Civilisation latine 3

mercredi 23 juillet 2014, par Bernard NADOULEK

La controverse entre Saint Augustin et Pélage

Un exemple des contradictions théologiques du christianisme vient de la controverse entre Saint Augustin, partisan de la prédestination et de la grâce, et le moine Pélage, défenseur du libre arbitre qui conteste l’universalité du péché originel. Pour Augustin, depuis Adam, l’homme est déchiré par le péché originel et voué au mal sans le secours de l’Eglise. L’omniscience de Dieu, Qui connaît la destinée de chaque créature depuis les origines, implique que chaque homme soit prédestiné : certains à la grâce, d’autres à la damnation. Pour Pélage, défenseur du libre arbitre, l’idée qu’on ne puisse pas gagner son salut en toute liberté par l’effort spirituel, est inacceptable. Une destinée fixée par Dieu de toute éternité, constituerait une négation de Sa bonté et du Salut Universel. Augustin, grand dignitaire de l’Eglise, obtient que le pélagianisme soit condamné comme hérésie. Mais, comme la controverse se maintient, l’Eglise se garde sur ses deux flans.
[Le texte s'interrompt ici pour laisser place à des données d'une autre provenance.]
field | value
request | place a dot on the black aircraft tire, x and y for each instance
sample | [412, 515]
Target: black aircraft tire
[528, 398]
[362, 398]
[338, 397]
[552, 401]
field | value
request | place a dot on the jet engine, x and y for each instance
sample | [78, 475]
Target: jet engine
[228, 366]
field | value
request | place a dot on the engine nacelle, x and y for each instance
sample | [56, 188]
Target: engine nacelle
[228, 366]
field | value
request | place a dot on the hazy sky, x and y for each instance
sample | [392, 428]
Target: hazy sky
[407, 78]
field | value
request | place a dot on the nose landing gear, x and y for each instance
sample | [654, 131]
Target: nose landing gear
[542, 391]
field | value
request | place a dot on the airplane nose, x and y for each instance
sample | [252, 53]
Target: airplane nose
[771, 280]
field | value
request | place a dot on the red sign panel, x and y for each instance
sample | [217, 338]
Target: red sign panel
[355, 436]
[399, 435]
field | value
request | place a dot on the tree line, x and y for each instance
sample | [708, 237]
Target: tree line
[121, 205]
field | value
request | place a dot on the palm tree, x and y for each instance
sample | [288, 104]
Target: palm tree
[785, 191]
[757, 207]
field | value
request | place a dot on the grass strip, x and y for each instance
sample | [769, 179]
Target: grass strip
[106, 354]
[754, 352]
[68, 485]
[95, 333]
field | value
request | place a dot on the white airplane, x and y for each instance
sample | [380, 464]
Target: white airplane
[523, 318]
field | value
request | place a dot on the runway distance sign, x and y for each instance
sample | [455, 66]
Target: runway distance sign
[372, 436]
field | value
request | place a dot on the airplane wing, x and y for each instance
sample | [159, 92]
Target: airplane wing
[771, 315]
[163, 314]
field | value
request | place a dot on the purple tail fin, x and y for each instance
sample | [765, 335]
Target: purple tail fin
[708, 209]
Elle conserve un augustinisme modéré, qui implique que seul le christianisme apporte la grâce et le salut aux élus de Dieu ; et maintient une dose de pélagianisme, de libre arbitre et de volonté spirituelle, ce qui permet de conserver l’idée du Salut Universel, essentielle pour développer une religion de masse.


Pacifisme, guerre juste et guerre totale

Autre exemple d’ambiguïté avec la guerre. Initialement, le pacifisme et la non-violence étaient les armes des premiers chrétiens et de leurs martyrs. Devenu religion d’Etat, le christianisme doit faire évoluer sa doctrine en fonction de ses nouvelles obligations : service militaire des chrétiens, répression des hérétiques et lutte contre les invasions barbares. Saint Augustin légitime la guerre juste sur deux plans : défensif et offensif. La guerre est juste lorsque les chrétiens doivent se défendre des impies qui les persécutent. Elle est tout aussi juste lorsque les chrétiens persécutent les impies pour leur bien pour leur apporter la vérité, les convertir et leur offrir le salut : "… les impies persécutent en rendant le mal pour le bien, tandis que nous n’avons en vue que leur salut éternel…". Saint Augustin utilise la parabole des invités, où Jésus invite ses convives à participer à une noce (union avec Dieu). Mais les invités sont réticents et les serviteurs sont envoyés pour "forcer" les passants à entrer dans la maison du Christ. "Forcez-les à entrer" sera le mot d’ordre de la guerre totale, qui s’accentue avec l’évangélisation des barbares, voués au baptême forcé ou au massacre, car : "…celui qui croira sera sauvé et celui qui ne croira pas sera condamné".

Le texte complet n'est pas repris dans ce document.